To add more results, generate with your preferred prompts (see Reproduce My Results) and place the images under outputs/. Then embed them here in the same way.


Quickstart

  1. Navigate to the project root:

    cd Stable_diffusion
  2. Install dependencies:

    pip install -r requirements.txt
  3. Weights

    • This project expects assets/Inkpunk-Diffusion-v2.ckpt to be present (already included in my setup).
    • If you need to fetch base SD 1.5 weights for experimentation, configure your Hugging Face token and use the helper script:
      # optional
      # cp .env 
      # python download_weights.py
  4. Run the interactive app:

    python main.py

Reproduce My Results

Interactive (recommended)

  • Run python main.py and select “Text-to-Image Generation”.
  • Pick a built-in Inkpunk prompt or enter your own. Use seed 42 to match my gallery.

Programmatic usage

from transformers import CLIPTokenizer
from src.models.model_loader import preload_models_from_standard_weights
from src.pipeline import generate

device = "mps"  # or "mps", "cpu"
tokenizer = CLIPTokenizer(
    "assets/tokenizer/vocab.json",
    merges_file="assets/tokenizer/merges.txt"
)

models = preload_models_from_standard_weights(
    "assets/Inkpunk-Diffusion-v2.ckpt", device
)

image = generate(
    prompt=(
        "nvinkpunk neon taxi drifting in rain, chrome reflections, "
        "rainbow streaks, street tags, cinematic, ultra detailed"
    ),
    uncond_prompt=(
        "warped wheels, melted chrome, motion smear, muddy puddles"
    ),
    models=models,
    device=device,
    tokenizer=tokenizer,
    seed=42,
    do_cfg=True,
    cfg_scale=9.0,
    sampler_name="ddpm",
    n_inference_steps=80,
)
# Save to outputs/ using your preferred filename

Example additional curated prompts (InkPunk style):

  • nvinkpunk cyber koi swirling in midair, holographic water, rainbow reflections, ink splatter, ultra detailed
    Negative: flat shading, sticker-like outline, deformed fins, bland palette
  • nvinkpunk hacker shrine, floating keyboards, rainbow cables, CRT glow, graffiti calligraphy, ultra detailed
    Negative: generic UI overlays, unreadable text blocks, banding, chromatic noise

Architecture Overview

  • VAE: Variational Autoencoder for latent-space image compression and decoding
  • CLIP: Text encoder (tokenization + embeddings) for prompt conditioning
  • UNet: Denoising network with self- and cross-attention blocks
  • DDPM sampler: Iterative denoising loop (configurable steps and guidance scale)

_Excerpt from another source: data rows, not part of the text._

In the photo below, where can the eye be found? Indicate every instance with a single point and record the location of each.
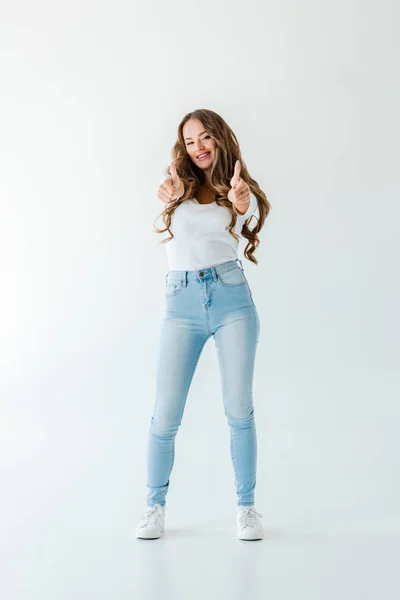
(204, 138)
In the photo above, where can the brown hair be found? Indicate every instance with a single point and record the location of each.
(226, 155)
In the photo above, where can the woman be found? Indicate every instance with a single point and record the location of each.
(210, 199)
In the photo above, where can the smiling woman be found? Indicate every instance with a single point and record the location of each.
(210, 200)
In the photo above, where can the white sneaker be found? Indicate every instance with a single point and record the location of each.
(249, 526)
(152, 523)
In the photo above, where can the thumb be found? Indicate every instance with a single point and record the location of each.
(174, 174)
(236, 174)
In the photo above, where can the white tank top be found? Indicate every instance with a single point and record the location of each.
(200, 238)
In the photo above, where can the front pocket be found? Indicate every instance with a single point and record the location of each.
(173, 288)
(232, 278)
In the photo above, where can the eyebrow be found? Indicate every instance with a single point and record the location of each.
(199, 134)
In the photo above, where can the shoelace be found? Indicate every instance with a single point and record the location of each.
(148, 514)
(248, 517)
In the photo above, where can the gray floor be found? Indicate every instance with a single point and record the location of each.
(76, 553)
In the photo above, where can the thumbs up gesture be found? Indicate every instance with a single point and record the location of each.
(239, 194)
(171, 188)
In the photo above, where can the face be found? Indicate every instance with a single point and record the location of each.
(199, 142)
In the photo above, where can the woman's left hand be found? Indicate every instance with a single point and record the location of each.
(239, 194)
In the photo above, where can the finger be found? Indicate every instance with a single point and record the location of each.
(236, 174)
(174, 173)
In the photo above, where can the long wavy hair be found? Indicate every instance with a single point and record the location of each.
(227, 152)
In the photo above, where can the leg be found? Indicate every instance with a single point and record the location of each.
(179, 351)
(236, 344)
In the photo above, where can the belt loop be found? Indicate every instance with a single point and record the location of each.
(241, 266)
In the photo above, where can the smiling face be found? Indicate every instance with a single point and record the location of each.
(198, 143)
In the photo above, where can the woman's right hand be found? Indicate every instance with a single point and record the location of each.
(171, 188)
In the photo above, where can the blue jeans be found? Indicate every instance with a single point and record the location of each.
(217, 302)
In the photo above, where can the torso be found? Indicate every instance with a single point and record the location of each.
(205, 195)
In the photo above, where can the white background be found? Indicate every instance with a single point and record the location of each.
(91, 97)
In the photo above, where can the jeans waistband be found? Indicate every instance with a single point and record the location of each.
(207, 273)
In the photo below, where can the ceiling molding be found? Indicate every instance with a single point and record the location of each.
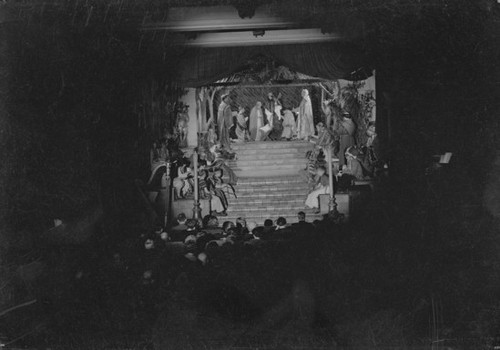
(270, 37)
(216, 18)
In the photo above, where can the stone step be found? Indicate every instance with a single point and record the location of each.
(264, 173)
(265, 155)
(267, 162)
(269, 208)
(270, 145)
(259, 220)
(272, 151)
(269, 197)
(259, 181)
(264, 190)
(259, 217)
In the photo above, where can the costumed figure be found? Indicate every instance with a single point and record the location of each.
(289, 127)
(207, 190)
(371, 151)
(224, 121)
(182, 125)
(241, 126)
(219, 184)
(322, 186)
(305, 123)
(345, 128)
(256, 120)
(274, 107)
(327, 110)
(181, 183)
(217, 160)
(323, 142)
(353, 170)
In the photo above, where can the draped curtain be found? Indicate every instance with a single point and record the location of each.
(202, 66)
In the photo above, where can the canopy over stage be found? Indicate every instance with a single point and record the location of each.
(323, 61)
(218, 41)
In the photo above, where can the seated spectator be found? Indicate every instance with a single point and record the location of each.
(211, 226)
(280, 223)
(226, 226)
(181, 223)
(302, 224)
(268, 229)
(251, 226)
(321, 187)
(241, 225)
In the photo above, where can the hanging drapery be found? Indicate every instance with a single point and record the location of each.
(203, 66)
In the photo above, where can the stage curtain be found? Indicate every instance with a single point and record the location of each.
(203, 66)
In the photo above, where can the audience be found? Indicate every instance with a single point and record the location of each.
(302, 225)
(181, 223)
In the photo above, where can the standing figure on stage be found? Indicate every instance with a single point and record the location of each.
(182, 125)
(345, 128)
(305, 125)
(224, 121)
(256, 120)
(241, 126)
(289, 127)
(322, 186)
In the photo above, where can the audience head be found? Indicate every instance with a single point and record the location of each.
(281, 222)
(213, 221)
(352, 152)
(149, 243)
(370, 131)
(251, 226)
(181, 218)
(227, 225)
(321, 170)
(191, 224)
(190, 239)
(164, 236)
(241, 222)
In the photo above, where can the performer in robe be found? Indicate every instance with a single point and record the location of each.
(277, 129)
(289, 126)
(182, 125)
(224, 121)
(256, 120)
(241, 126)
(305, 124)
(322, 186)
(345, 128)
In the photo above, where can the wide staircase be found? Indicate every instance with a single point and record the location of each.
(269, 181)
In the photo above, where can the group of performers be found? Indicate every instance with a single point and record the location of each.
(268, 121)
(272, 121)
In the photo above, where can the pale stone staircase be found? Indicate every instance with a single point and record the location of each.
(269, 183)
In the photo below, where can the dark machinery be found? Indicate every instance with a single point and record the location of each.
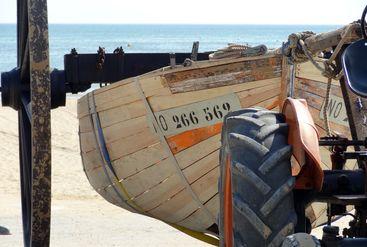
(33, 91)
(264, 198)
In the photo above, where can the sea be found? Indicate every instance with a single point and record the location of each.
(148, 38)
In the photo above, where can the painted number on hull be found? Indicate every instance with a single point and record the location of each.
(196, 115)
(336, 111)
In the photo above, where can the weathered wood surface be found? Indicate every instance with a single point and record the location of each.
(222, 75)
(142, 172)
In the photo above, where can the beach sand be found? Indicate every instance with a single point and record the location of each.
(79, 215)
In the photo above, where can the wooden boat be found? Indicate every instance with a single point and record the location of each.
(150, 144)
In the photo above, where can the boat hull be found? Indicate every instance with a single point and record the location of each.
(150, 144)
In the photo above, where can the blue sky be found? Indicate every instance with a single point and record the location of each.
(196, 12)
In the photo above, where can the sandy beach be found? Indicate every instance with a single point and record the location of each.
(79, 215)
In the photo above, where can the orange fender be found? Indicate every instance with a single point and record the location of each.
(304, 138)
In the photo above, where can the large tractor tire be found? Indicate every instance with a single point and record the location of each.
(255, 148)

All components are implemented in PyTorch with a clean, modular design for readability and extension.

Technical Pipeline

The following diagram illustrates the complete text-to-image generation pipeline, showing how each component transforms data through the system:

graph TD
    A["Text Input<br/>nvinkpunk cyberpunk samurai"] --> B["CLIP Tokenizer<br/>Text→Token IDs<br/>(1,77)"]
    
    B --> C["CLIP Embedding<br/>Token+Position Embeddings<br/>(1,77,768)"]
    
    C --> D["12-Layer CLIP Processing<br/>Self-Attention+Feed-Forward<br/>(1,77,768)"]
    
    D --> E["Text Context Vector<br/>Positive+Negative Prompts<br/>(2,77,768)"]
    
    F["Random Noise Generation<br/>Standard Normal Distribution<br/>(1,4,64,64)"] --> G["DDPM Sampler Init<br/>80 Timesteps<br/>999→0"]
    
    G --> H["Iterative Denoising Loop<br/>80 Iterations"]
    
    H --> I["Time Embedding<br/>Sinusoidal Encoding<br/>(1,320)"]
    
    I --> J["Time Information Expansion<br/>(1,320)→(1,1280)"]
    
    E --> K["UNet Encoder Path<br/>Downsampling+Attention<br/>64×64→8×8"]
    
    J --> K
    F --> K
    
    K --> L["UNet Bottleneck<br/>Deep Feature Extraction<br/>(1,1280,8,8)"]
    
    L --> M["UNet Decoder Path<br/>Upsampling+Skip Connections<br/>8×8→64×64"]
    
    M --> N["Noise Prediction<br/>UNet Output Layer<br/>(1,4,64,64)"]
    
    N --> O["Classifier-Free Guidance<br/>Conditional vs Unconditional<br/>Noise Mixing"]
    
    O --> P["DDPM Sampling Step<br/>Remove Predicted Noise<br/>Update Latent Vector"]
    
    P --> Q{"Completed<br/>80 Steps?"}
    
    Q -->|No| H
    Q -->|Yes| R["Final Latent Representation<br/>Fully Denoised<br/>(1,4,64,64)"]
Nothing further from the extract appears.